Das Klinikum Wolfsburg ist der wichtigste Hilfsmittelverordner. Was Wolfsburg auszeichnet, ist die direkte Verbindung zwischen Stadtgeschichte und Bevölkerungsstruktur: Die Menschen, die Volkswagen groß gemacht haben, werden alt. Und viele von ihnen wohnen noch immer in den Eigenheimen und Siedlungshäusern, die mit dem Werk gebaut wurden.

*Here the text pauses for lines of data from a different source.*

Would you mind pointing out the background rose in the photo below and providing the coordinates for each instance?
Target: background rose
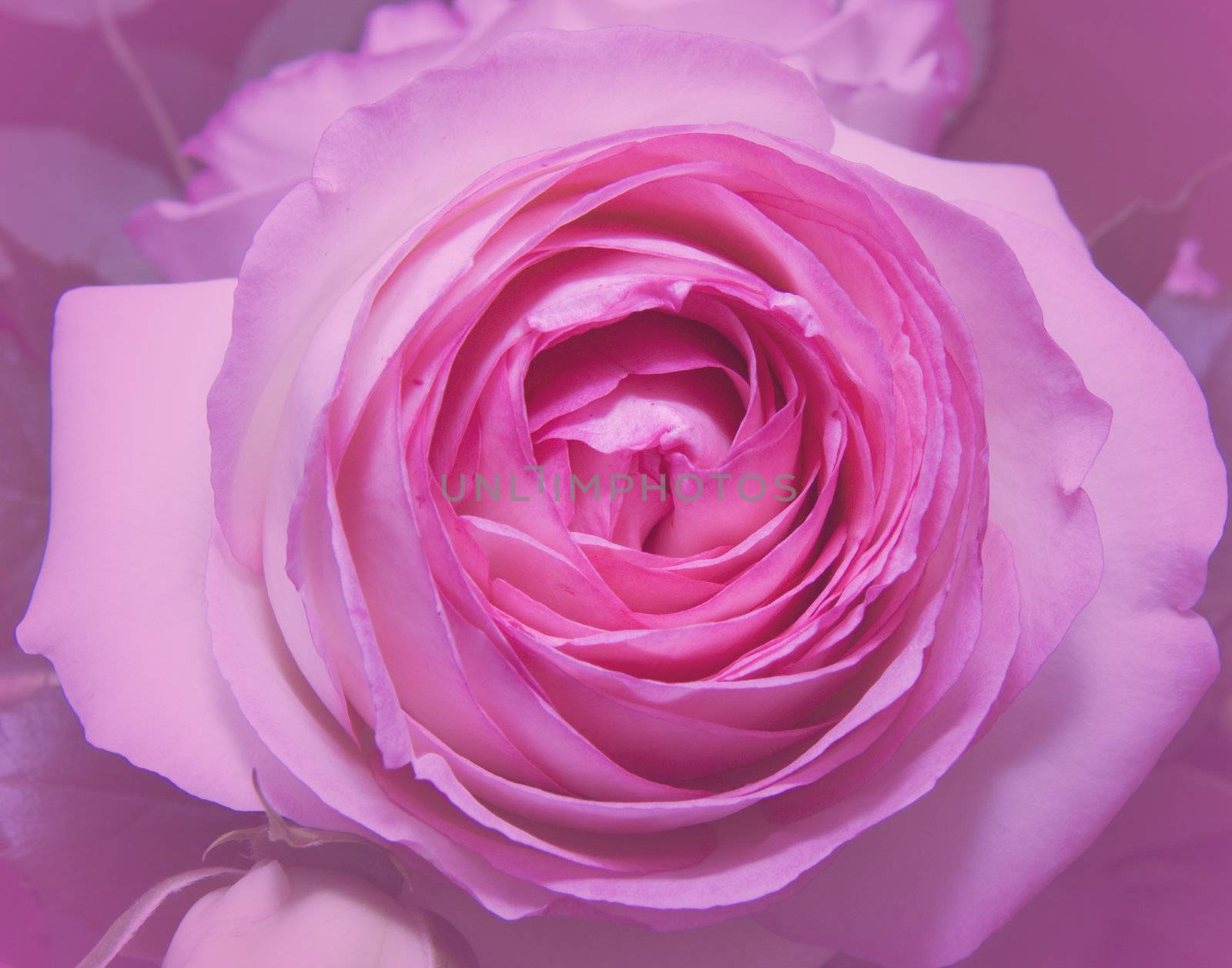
(896, 68)
(1073, 429)
(279, 914)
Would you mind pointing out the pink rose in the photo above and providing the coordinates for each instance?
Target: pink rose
(895, 68)
(880, 713)
(311, 919)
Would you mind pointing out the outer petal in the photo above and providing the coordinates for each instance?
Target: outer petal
(1069, 752)
(382, 169)
(120, 606)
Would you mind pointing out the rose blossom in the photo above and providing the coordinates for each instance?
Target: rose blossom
(895, 68)
(644, 252)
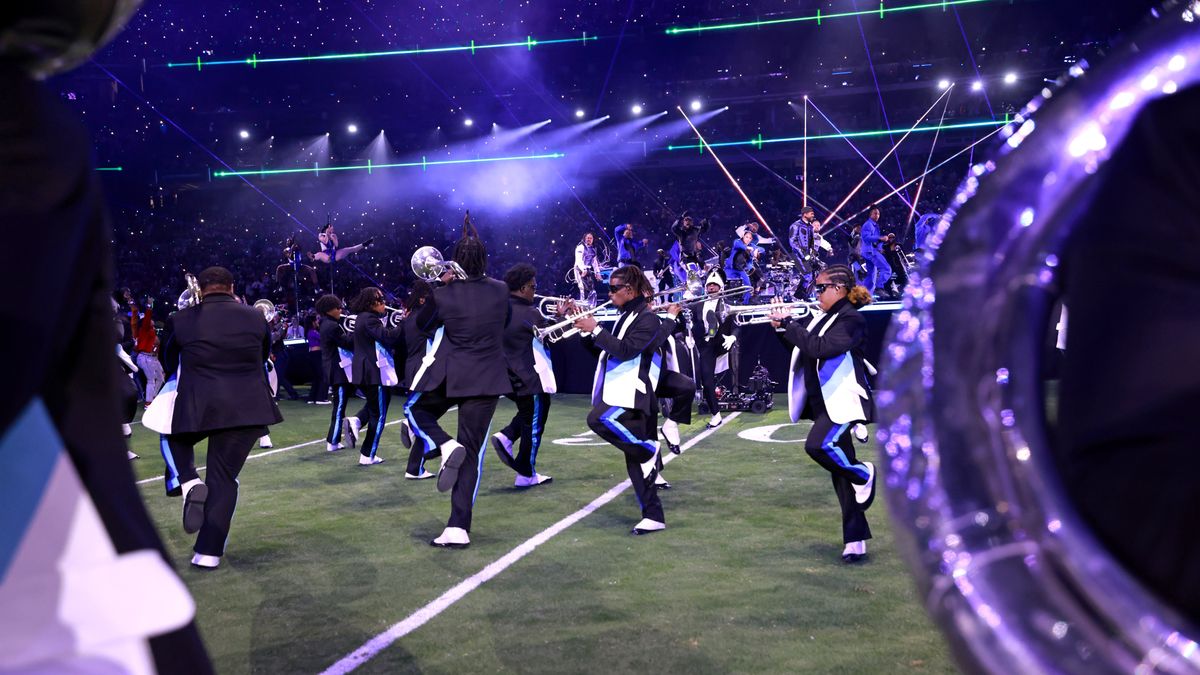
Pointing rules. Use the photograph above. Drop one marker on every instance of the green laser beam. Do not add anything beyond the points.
(372, 167)
(819, 17)
(255, 60)
(759, 141)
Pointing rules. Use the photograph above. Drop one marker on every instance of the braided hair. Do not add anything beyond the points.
(857, 294)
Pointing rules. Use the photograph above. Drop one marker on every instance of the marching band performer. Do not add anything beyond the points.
(373, 366)
(625, 406)
(628, 246)
(828, 384)
(713, 335)
(532, 376)
(741, 261)
(419, 346)
(219, 347)
(587, 268)
(337, 360)
(467, 369)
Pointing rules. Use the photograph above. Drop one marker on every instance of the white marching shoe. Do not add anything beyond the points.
(453, 538)
(531, 481)
(207, 561)
(859, 432)
(863, 494)
(646, 526)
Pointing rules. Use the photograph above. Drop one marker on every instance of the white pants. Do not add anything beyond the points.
(153, 370)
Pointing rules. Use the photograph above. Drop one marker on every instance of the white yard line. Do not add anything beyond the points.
(156, 478)
(419, 617)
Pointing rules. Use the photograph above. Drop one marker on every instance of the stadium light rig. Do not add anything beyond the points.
(371, 167)
(759, 142)
(881, 11)
(253, 60)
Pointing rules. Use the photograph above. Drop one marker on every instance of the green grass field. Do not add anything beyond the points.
(748, 577)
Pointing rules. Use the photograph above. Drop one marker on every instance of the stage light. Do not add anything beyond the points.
(881, 11)
(424, 165)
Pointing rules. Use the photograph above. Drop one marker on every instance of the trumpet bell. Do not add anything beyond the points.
(268, 309)
(429, 264)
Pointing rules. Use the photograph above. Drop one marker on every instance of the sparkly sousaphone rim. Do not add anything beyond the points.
(1002, 561)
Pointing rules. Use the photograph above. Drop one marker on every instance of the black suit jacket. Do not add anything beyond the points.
(331, 338)
(369, 329)
(641, 340)
(221, 347)
(519, 345)
(471, 356)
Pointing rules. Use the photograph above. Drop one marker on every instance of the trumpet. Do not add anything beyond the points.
(429, 264)
(564, 328)
(753, 315)
(192, 294)
(549, 305)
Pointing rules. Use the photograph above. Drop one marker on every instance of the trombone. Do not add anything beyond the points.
(564, 328)
(753, 315)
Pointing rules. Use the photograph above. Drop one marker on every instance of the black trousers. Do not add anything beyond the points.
(832, 446)
(228, 449)
(706, 362)
(527, 425)
(378, 399)
(474, 424)
(633, 432)
(341, 398)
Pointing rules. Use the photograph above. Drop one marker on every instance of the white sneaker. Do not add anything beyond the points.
(671, 431)
(353, 431)
(859, 432)
(207, 561)
(864, 493)
(453, 538)
(646, 526)
(531, 481)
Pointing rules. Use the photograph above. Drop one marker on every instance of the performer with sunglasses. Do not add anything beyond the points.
(828, 386)
(625, 406)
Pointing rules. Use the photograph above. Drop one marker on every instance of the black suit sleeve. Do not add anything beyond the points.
(847, 333)
(645, 334)
(169, 353)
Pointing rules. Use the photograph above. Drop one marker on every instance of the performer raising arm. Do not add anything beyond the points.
(624, 406)
(828, 386)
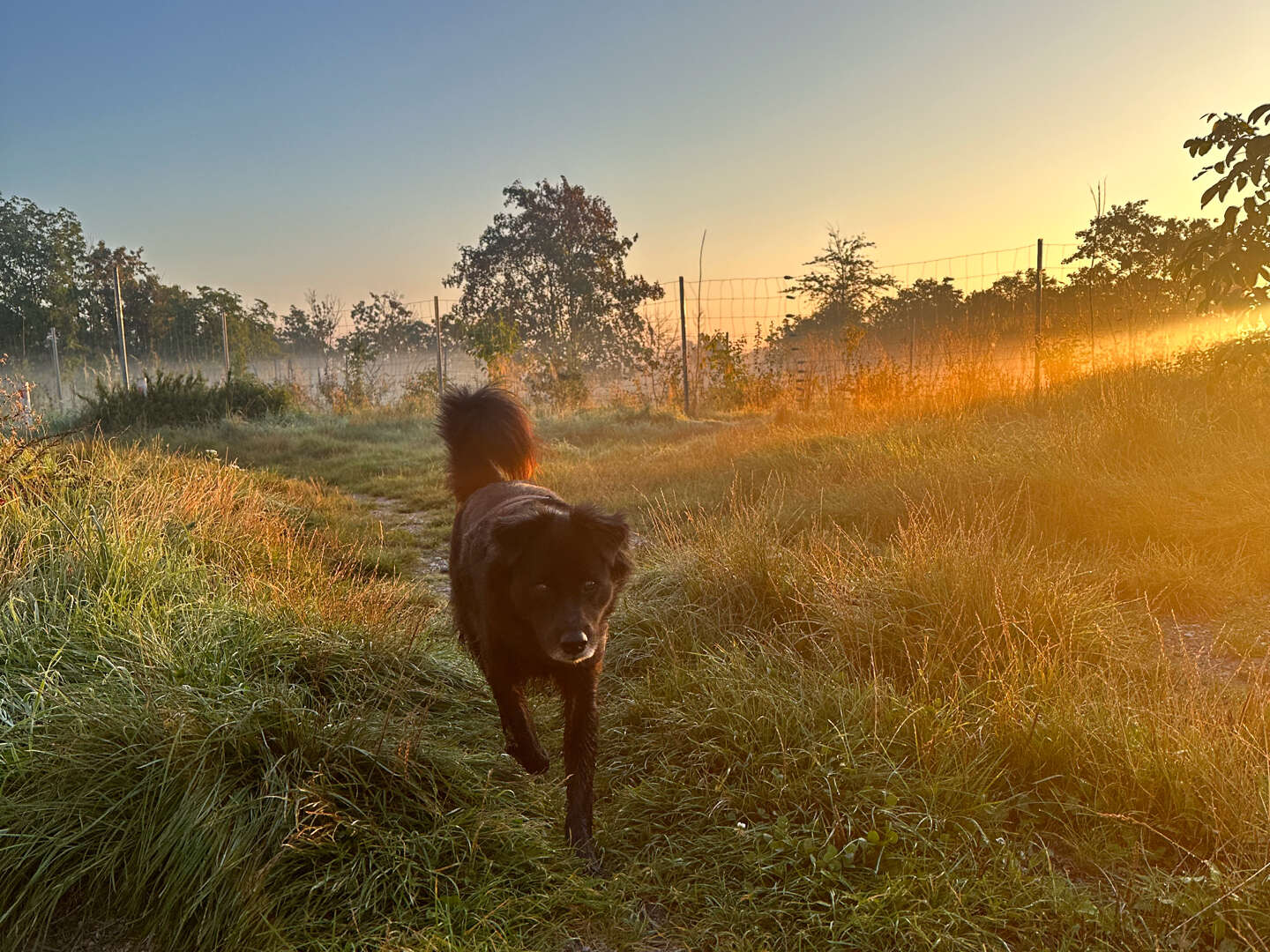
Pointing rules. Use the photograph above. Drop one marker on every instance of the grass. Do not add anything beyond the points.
(973, 677)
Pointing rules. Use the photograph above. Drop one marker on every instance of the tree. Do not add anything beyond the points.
(1133, 259)
(385, 325)
(40, 258)
(1232, 262)
(923, 305)
(842, 285)
(549, 279)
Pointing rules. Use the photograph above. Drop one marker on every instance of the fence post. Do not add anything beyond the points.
(57, 365)
(225, 344)
(684, 346)
(441, 366)
(1041, 248)
(118, 325)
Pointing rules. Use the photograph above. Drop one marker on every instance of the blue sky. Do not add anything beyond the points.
(347, 147)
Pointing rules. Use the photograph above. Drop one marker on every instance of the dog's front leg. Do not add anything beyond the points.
(522, 743)
(580, 734)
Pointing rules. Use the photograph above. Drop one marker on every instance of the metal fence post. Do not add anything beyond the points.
(225, 344)
(441, 366)
(118, 325)
(57, 365)
(684, 346)
(1041, 262)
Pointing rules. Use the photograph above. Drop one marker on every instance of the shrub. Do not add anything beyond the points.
(181, 398)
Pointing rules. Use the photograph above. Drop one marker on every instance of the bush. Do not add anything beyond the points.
(181, 398)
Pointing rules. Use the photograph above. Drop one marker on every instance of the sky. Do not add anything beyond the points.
(274, 147)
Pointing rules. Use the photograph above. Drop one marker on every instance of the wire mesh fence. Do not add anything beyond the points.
(968, 320)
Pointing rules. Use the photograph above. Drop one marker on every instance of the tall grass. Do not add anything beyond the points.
(982, 674)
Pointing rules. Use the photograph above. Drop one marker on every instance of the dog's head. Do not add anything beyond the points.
(564, 568)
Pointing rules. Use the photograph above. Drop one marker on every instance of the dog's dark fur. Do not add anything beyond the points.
(533, 584)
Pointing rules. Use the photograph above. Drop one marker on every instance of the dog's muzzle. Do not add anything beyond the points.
(574, 643)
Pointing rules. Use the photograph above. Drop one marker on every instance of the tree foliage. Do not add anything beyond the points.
(843, 283)
(548, 280)
(1233, 260)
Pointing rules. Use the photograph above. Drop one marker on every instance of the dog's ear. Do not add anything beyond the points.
(609, 533)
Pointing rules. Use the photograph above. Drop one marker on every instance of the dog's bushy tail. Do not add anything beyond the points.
(489, 438)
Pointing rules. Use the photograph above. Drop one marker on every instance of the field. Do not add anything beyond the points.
(981, 675)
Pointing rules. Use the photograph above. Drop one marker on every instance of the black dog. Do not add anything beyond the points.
(533, 584)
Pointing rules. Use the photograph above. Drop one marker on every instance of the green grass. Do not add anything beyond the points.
(975, 677)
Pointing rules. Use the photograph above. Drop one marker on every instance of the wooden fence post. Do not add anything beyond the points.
(441, 367)
(684, 346)
(1041, 271)
(118, 325)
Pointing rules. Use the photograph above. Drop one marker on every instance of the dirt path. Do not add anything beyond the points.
(432, 562)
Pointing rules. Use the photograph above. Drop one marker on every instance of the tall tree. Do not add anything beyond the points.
(311, 329)
(40, 258)
(549, 279)
(842, 285)
(1233, 260)
(385, 325)
(1133, 258)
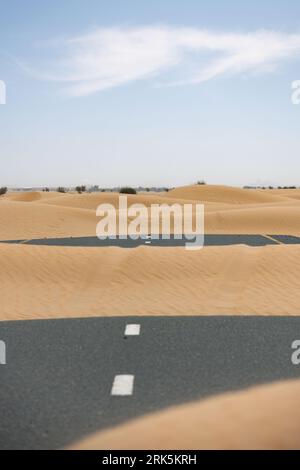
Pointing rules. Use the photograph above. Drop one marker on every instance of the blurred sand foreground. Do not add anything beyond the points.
(265, 417)
(48, 282)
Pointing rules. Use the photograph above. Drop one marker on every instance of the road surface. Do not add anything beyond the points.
(209, 240)
(66, 378)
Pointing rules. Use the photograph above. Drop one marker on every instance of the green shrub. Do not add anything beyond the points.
(3, 190)
(127, 190)
(80, 189)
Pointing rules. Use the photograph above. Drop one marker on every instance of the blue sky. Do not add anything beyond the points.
(149, 93)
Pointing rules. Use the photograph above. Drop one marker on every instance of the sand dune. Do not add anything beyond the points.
(265, 417)
(258, 219)
(74, 282)
(19, 220)
(41, 214)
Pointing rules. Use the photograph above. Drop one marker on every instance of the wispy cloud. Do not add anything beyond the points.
(110, 57)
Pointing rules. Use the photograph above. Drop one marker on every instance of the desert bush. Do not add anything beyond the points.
(3, 190)
(61, 189)
(80, 189)
(127, 190)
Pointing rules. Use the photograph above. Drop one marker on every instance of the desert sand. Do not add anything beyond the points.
(52, 282)
(48, 282)
(264, 417)
(227, 210)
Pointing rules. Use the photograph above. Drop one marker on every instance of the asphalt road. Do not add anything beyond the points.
(57, 382)
(209, 240)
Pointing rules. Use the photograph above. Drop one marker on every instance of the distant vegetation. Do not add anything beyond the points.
(80, 189)
(3, 190)
(127, 190)
(270, 187)
(61, 189)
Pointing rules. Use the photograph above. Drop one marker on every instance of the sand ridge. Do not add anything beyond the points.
(227, 210)
(75, 282)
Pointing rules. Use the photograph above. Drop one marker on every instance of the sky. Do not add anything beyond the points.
(160, 93)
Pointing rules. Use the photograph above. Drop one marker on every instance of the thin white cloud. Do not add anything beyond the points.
(110, 57)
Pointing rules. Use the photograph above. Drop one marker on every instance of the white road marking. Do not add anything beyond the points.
(123, 385)
(132, 330)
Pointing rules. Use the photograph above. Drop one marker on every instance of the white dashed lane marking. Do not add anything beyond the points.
(122, 385)
(132, 329)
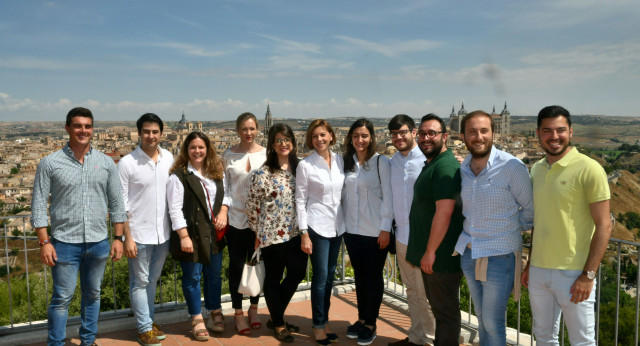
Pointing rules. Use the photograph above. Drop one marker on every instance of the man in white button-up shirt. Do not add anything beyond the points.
(144, 174)
(406, 165)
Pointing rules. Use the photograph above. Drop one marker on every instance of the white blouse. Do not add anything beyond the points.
(367, 199)
(238, 180)
(318, 194)
(175, 197)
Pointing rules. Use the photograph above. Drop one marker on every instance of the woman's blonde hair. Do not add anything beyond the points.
(212, 166)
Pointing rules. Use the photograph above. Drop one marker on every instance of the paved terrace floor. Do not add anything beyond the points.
(393, 324)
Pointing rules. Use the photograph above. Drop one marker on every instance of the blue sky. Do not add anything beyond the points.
(217, 59)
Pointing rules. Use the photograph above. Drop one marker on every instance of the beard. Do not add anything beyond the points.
(479, 153)
(436, 148)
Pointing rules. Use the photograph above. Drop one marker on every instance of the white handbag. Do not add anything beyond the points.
(252, 276)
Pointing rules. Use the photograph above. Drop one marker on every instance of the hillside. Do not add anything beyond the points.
(625, 197)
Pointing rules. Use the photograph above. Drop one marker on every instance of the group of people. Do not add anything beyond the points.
(450, 217)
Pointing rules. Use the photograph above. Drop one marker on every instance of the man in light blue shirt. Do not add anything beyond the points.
(406, 165)
(497, 200)
(82, 185)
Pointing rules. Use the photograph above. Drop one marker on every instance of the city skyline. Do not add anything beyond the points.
(215, 60)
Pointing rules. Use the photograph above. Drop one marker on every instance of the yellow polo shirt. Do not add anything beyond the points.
(563, 226)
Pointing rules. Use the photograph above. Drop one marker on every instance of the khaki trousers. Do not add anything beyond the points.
(423, 324)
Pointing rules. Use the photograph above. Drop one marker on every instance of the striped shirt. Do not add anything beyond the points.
(497, 205)
(80, 194)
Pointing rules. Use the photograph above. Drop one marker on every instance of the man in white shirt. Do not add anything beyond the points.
(406, 165)
(144, 174)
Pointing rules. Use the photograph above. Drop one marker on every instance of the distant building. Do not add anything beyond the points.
(502, 121)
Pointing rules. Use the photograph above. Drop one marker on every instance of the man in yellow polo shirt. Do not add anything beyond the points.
(571, 233)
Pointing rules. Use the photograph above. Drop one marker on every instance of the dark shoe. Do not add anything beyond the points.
(283, 335)
(354, 329)
(403, 342)
(159, 333)
(323, 342)
(333, 337)
(148, 338)
(292, 328)
(366, 336)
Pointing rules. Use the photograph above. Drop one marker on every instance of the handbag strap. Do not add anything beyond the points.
(208, 198)
(378, 168)
(256, 255)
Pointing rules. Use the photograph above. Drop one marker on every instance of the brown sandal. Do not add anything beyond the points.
(216, 326)
(244, 331)
(199, 334)
(254, 322)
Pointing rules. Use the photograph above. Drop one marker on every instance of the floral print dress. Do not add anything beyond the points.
(270, 206)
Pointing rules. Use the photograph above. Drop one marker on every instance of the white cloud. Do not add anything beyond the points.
(293, 46)
(188, 49)
(35, 63)
(391, 48)
(556, 14)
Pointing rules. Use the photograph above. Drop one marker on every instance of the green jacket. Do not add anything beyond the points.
(199, 224)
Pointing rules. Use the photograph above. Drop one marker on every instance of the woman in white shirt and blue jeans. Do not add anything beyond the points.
(368, 207)
(239, 163)
(319, 181)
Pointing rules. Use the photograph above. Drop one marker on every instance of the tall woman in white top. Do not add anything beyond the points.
(319, 181)
(239, 162)
(196, 199)
(368, 207)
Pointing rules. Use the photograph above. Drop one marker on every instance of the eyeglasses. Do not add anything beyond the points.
(429, 134)
(401, 133)
(281, 141)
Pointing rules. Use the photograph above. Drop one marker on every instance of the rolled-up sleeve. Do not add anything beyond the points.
(302, 184)
(114, 194)
(522, 190)
(386, 207)
(41, 191)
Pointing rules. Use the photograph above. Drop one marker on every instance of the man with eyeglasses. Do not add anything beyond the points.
(435, 224)
(406, 165)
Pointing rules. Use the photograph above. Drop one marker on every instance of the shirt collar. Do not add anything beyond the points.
(141, 152)
(441, 155)
(67, 150)
(564, 162)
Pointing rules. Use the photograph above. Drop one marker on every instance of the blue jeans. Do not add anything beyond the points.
(191, 273)
(324, 259)
(490, 297)
(144, 272)
(549, 295)
(368, 262)
(89, 259)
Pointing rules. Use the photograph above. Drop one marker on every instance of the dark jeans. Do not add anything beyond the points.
(324, 258)
(368, 261)
(442, 292)
(278, 293)
(241, 243)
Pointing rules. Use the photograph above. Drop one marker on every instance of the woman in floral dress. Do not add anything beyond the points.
(271, 214)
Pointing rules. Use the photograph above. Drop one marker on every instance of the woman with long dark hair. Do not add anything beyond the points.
(271, 212)
(319, 181)
(239, 162)
(198, 206)
(368, 207)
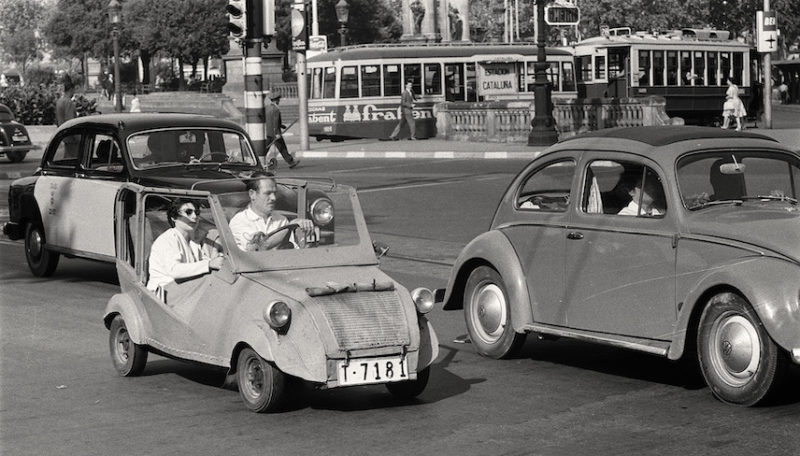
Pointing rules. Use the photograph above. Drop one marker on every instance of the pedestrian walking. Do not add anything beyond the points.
(406, 113)
(274, 131)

Ein Sanitätshaus in Wolfsburg ist für viele Menschen in der Autostadt die erste Station nach einer Operation am Klinikum oder bei einer neuen Diagnose. Die Betriebe verteilen sich von der Stadtmitte über Fallersleben und Detmerode bis nach Westhagen und Vorsfelde, sodass kurze Wege selbstverständlich sind. Wer in einem der VW-Eigenheime aus den 1950er bis 1970er Jahren wohnt, kennt das Thema Hilfsmittel oft schon aus dem eigenen Umfeld. Vom Rezept über die Anprobe bis zur Lieferung nach Hause begleitet ein Sanitätshaus Wolfsburg den Alltag von Patientinnen und Patienten Schritt für Schritt.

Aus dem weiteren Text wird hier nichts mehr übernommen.